In the House’s bill, the “carry back” provision also exists and is further extended to give companies the option to receive a grant from the U.S. Department of Energy (DOE) instead of claiming the ITC and the PTC. This change would only effect projects placed in service in 2009 and 2010 that qualify for the ITC.
These House-proposed federal grants are akin to a refundable tax credit. The dollar amount given under the grant program would be equal to the ITC amount that the owner of the project could have otherwise claimed. In most cases this would be 30% of the qualified cost of the project. The Senate version of the bill left out this proposal.
Renewable Energy Manufacturing ($1.4 billion Senate)
Under the Senate version of the bill companies that manufacture renewable energy related equipment (i.e., wind turbines and solar panels) could receive a tax credit equal to 30% of the new investments in plants or machinery. This is one of the provisions that the Senate believes will help create jobs by luring more manufacturers to set up shops in the U.S as opposed to overseas. This House version currently doesn’t have this provision.
Energy Efficiency Improvements ($10.7 billion Senate, $8.7 billion House)
This money would be used to make energy efficiency improvements to federal buildings and vehicle fleets.
Defense Energy and Efficiency Programs ($3.4 billion Senate, $4.5 billion House)
These funds would go to the Department of Defense for the repair, maintenance and renovation of its facilities; for energy-efficiency projects at those facilities; and for the leasing of renewable-energy vehicles. It would also fund energy-related R&D as well as the procurement of components to be used in vehicles that utilize renewable-energy technologies.
Advanced vehicle grants ($2 billion Senate)
Advanced battery system manufacturers would benefit from the Senate’s bill, which provides loan guarantees for technology that advocates of the provision say will help the U.S. consume less oil.
Greg Jenner, a Partner at Stoel Rives said that the bill may not pass the Senate.
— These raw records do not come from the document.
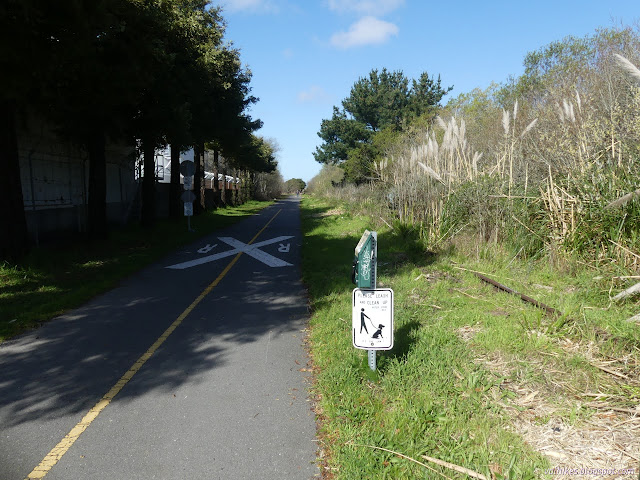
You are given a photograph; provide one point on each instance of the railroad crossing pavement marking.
(56, 453)
(251, 250)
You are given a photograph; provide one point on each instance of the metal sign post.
(364, 276)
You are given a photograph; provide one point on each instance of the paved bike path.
(224, 396)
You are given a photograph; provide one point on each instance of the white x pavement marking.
(251, 250)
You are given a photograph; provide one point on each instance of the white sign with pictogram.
(372, 318)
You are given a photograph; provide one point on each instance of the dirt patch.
(329, 213)
(561, 424)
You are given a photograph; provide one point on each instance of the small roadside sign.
(187, 168)
(372, 318)
(188, 196)
(366, 260)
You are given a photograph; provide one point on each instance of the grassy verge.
(477, 378)
(54, 279)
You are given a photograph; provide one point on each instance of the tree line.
(155, 72)
(545, 163)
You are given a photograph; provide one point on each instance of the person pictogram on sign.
(362, 322)
(378, 333)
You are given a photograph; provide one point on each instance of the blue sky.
(305, 55)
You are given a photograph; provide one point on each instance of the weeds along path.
(477, 378)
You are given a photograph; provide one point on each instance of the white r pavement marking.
(251, 250)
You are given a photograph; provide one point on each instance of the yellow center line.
(65, 444)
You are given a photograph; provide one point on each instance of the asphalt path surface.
(223, 395)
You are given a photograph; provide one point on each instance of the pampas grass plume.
(629, 67)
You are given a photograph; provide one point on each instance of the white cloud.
(314, 94)
(288, 53)
(366, 31)
(365, 7)
(248, 6)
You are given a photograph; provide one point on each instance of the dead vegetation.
(572, 428)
“As to the current state of the bill, action on the Senate floor so far indicates that there might not be enough votes in the Senate to pass the bill. As a result, negotiations are likely occurring behind the scenes to determine how the bill can be modified to gain the necessary votes. Meanwhile, angry voters are calling their representatives to complain, which will increase the political pressure for significant changes. While everyone acknowledges that a bill will pass in some form, it is not likely to be the version we see now,” he said.